This study cohort consisted of 56 monoallelic individuals who carried one candidate pathogenic variant and 44 individuals with no candidate pathogenic variants previously identified in an IRD-associated gene via WES or TCS (Supplementary Table 1). Following extensive WGS data analysis and employment of in vitro splice assays, we identified the genetic cause of disease in 24 cases. These findings demonstrate that WGS is a more comprehensive sequencing method than TCS and WES for IRDs. As previously described in the literature, we have also observed a higher detection rate of pathogenic variants in WGS compared to WES and TCS in the coding and NCSS regions^2,20. For instance, in seven of 24 solved cases (29.2%), one or both pathogenic alleles in the coding regions of EYS and HGSNAT were not detected or remained unrecognized as pathogenic in the previous genetic testing methods. This is due to incomplete gene panels (previous absence of HGSNAT), flaws in the annotation pipeline, or a lack of evidence or knowledge regarding the implication of these variants as IRD-associated at the time of WES or TCS data analysis. In one case (Pt-12), we have identified a missense variant in EYS, c.5044G>T, which was assigned previously as “variant with unknown significance”³⁴. However, due the strong in silico predictions for this missense variant and the highly conserved amino acid and nucleotide, we categorized this patient as likely solved. We have identified the hypomorphic allele p.Ala615Thr in HGSNAT in two homozygous (Pt-15 and Pt-18) and three heterozygous (Pt-16, Pt-17, and Pt-19) patients. After extensive analysis of IRD- and ciliopathies-associated genes as well as the complete sequence of HGSNAT, no other candidate variant was identified in these probands. Recently, Schiff et al. investigated the enzymatic activity of the HGSNAT protein and showed the decreased enzyme activity and urinary GAG/creatinine ratio in patients homozygous for p.Ala615Thr. They suggested that this allele is associated with non-syndromic retinal disease with the influence of transacting genetic and/or environmental modifiers on the retina³⁵. Currently, our cases have non-syndromic RP; however, we suggest monitoring as a protracted syndromic phenotype may arise.
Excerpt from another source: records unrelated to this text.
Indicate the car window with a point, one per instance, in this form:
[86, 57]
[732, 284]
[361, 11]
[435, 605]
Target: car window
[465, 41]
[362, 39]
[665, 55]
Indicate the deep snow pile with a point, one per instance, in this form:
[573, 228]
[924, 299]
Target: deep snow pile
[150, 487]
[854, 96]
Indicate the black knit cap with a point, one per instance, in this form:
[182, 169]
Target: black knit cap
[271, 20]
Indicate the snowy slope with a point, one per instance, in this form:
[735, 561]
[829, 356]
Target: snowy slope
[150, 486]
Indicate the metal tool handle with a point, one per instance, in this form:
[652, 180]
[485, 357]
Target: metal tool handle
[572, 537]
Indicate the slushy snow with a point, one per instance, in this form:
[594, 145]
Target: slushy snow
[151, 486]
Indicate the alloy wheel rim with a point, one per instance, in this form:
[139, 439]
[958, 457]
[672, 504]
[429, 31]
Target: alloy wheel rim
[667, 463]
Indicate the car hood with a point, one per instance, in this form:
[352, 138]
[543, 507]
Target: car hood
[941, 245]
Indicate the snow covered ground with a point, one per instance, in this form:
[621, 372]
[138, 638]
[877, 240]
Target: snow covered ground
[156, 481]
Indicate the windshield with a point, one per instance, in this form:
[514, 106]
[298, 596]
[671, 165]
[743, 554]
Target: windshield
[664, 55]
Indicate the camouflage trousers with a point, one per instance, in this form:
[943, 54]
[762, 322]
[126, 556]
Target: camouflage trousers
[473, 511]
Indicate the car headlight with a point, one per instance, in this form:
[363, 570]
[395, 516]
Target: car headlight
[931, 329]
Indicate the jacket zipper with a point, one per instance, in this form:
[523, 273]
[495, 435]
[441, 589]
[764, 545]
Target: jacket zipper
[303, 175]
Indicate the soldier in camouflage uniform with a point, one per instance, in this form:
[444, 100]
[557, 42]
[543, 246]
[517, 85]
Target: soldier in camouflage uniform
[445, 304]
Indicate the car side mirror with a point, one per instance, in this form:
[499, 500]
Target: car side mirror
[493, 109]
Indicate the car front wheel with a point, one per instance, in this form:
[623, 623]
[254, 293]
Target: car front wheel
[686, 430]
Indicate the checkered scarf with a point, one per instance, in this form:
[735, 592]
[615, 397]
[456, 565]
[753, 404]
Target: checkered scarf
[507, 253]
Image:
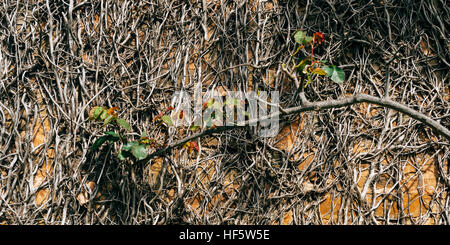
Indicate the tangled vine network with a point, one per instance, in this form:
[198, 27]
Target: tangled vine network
[359, 163]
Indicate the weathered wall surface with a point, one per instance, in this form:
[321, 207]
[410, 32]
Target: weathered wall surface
[358, 165]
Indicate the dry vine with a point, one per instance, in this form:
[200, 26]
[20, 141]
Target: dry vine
[358, 164]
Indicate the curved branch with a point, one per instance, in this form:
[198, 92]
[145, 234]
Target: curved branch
[320, 105]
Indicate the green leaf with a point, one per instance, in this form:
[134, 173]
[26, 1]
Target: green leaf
[123, 155]
[336, 74]
[301, 38]
[100, 141]
[129, 145]
[309, 80]
[104, 114]
[96, 112]
[319, 71]
[109, 118]
[123, 123]
[301, 65]
[139, 151]
[194, 127]
[167, 120]
[113, 134]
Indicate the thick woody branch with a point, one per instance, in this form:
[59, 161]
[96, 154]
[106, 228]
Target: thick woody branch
[319, 105]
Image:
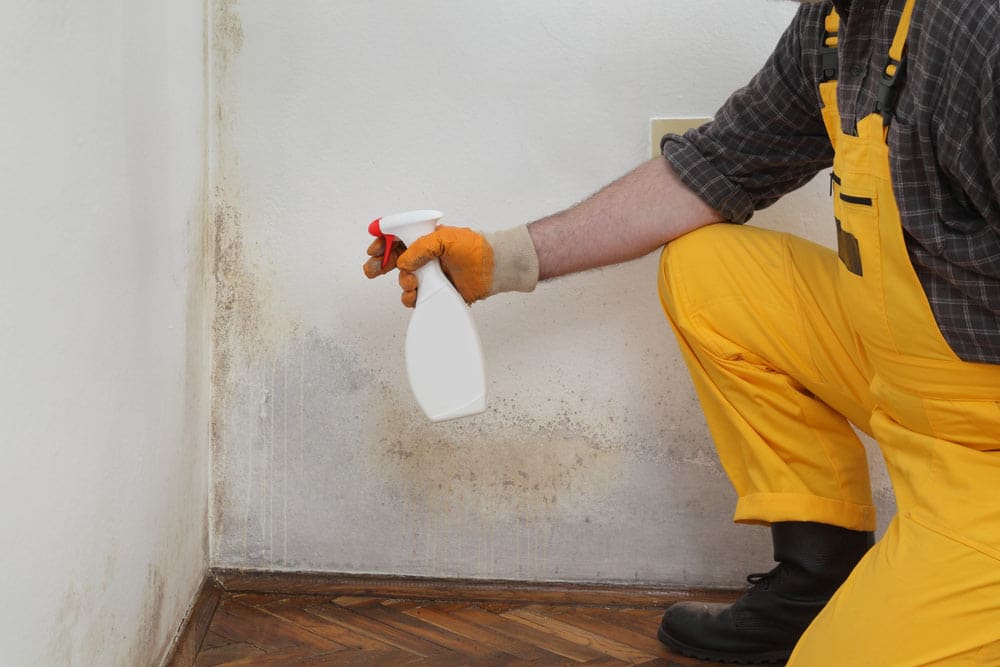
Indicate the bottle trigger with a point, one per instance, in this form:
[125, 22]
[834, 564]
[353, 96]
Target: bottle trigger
[375, 229]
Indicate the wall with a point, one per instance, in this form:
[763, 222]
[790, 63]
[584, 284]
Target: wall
[103, 333]
[593, 461]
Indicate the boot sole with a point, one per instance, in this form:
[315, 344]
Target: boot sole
[767, 657]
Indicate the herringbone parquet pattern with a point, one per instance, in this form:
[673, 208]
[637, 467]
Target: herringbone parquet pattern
[256, 629]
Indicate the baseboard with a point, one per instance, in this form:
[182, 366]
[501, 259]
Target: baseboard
[420, 588]
[195, 626]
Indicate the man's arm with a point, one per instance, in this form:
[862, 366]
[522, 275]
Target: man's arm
[638, 213]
In addition, WGS facilitated the discovery of pathogenic noncoding variants that were not previously captured by TCS and WES. Two NCSS variants, i.e. HGSNAT, c.493+5G>A and USH2A, c.4758+3A>G, were detected using WGS. These noncoding variants were overlooked in earlier testing methods due to the lack of evidence for pathogenicity at the time of sequencing. After in vitro splice assays of these variants, they were both classified as severe due to the presence of <25% of the wild-type fragment in the total mRNA¹⁸ (Fig. 2 and Supplementary Table 5).

In Pt-7, we identified CDHR1 c.783G>A in a homozygous state, which previously was determined to lead to in-frame skipping of exon 8 (p.Asp214_Pro261del)²⁶. No other potentially causative variants were identified as part of our analysis. The allele frequency of this variant (total allele frequency of 0.003052 and allele frequency of 0.004903 in non-Finnish Europeans; Supplementary Table 6) indicates that this variant may not be fully penetrant or acts as a hypomorphic allele. The splice defect is in-frame and may confer a subtle change in protein function. Additionally, Stingl et al. showed reduced expression of the mutant allele by comparison with the wild type²⁶. In line with this, Pt-7 displays a mild phenotype consistent with previously described CDHR1-related disease and late age at disease onset²⁶. It is also possible that other genetic factors affect the penetrance of this variant, potentially explaining the relatively high allele frequency³⁵.

Importantly, WGS identified pathogenic coding variants in IRD-associated genes that did not reside in the TCS panels. Genes such as FAM161A (NG_028125.1), RGS9BP (NG_016751.1), C21ORF2 (NG_032952.1), and CDHR1 had not been included in the TCS panels at the time of sequencing (Table 2). These findings prompt redesign of TCS panels to include these genes where WES and WGS remain too costly to apply on a wider scale.

In seven out of 24 (29.2%) resolved cases, we identified five incidents of deep-intronic variants that could not be detected with previous sequencing techniques. The tested deep-intronic variants in this study led to frameshift variants, except for GRM6, c.1355-587dup, and were classified as severe alleles with <25% of remaining wild-type mRNA¹⁸. We observed the insertion of a 75-nt pseudoexon in GRM6 midigene assays using the mutant construct (21%), which encodes 25 amino acids. In addition, a partial deletion of exon 6 in wild-type and mutant midigene assays was identified, which was more abundant in products from the wild-type midigene compared to those from the mutant midigene (54% compared to 37% in the mutant) (Fig. 3b). Of note, the partial exon 6 deletion in GRM6 was not reported previously, and further research needs to be undertaken to investigate this phenomenon in a retina-specific cell model. The deletion of part of exon 30 in ABCA4 has previously been reported in normal retinal mRNA^4,36. In addition, we classified GRM6 c.1355-587dup as a mild allele in this study, although a stronger effect on splicing in retina-specific cells cannot be discarded as a similar effect was previously observed for the ABCA4 c.4539+2028C>T and c.5196+1137G>A variants. These findings highlight the importance of functional analyses in proving intronic variant pathogenicity, the contribution of such variants to IRD pathogenesis, and the diagnostic imperative imposed by them.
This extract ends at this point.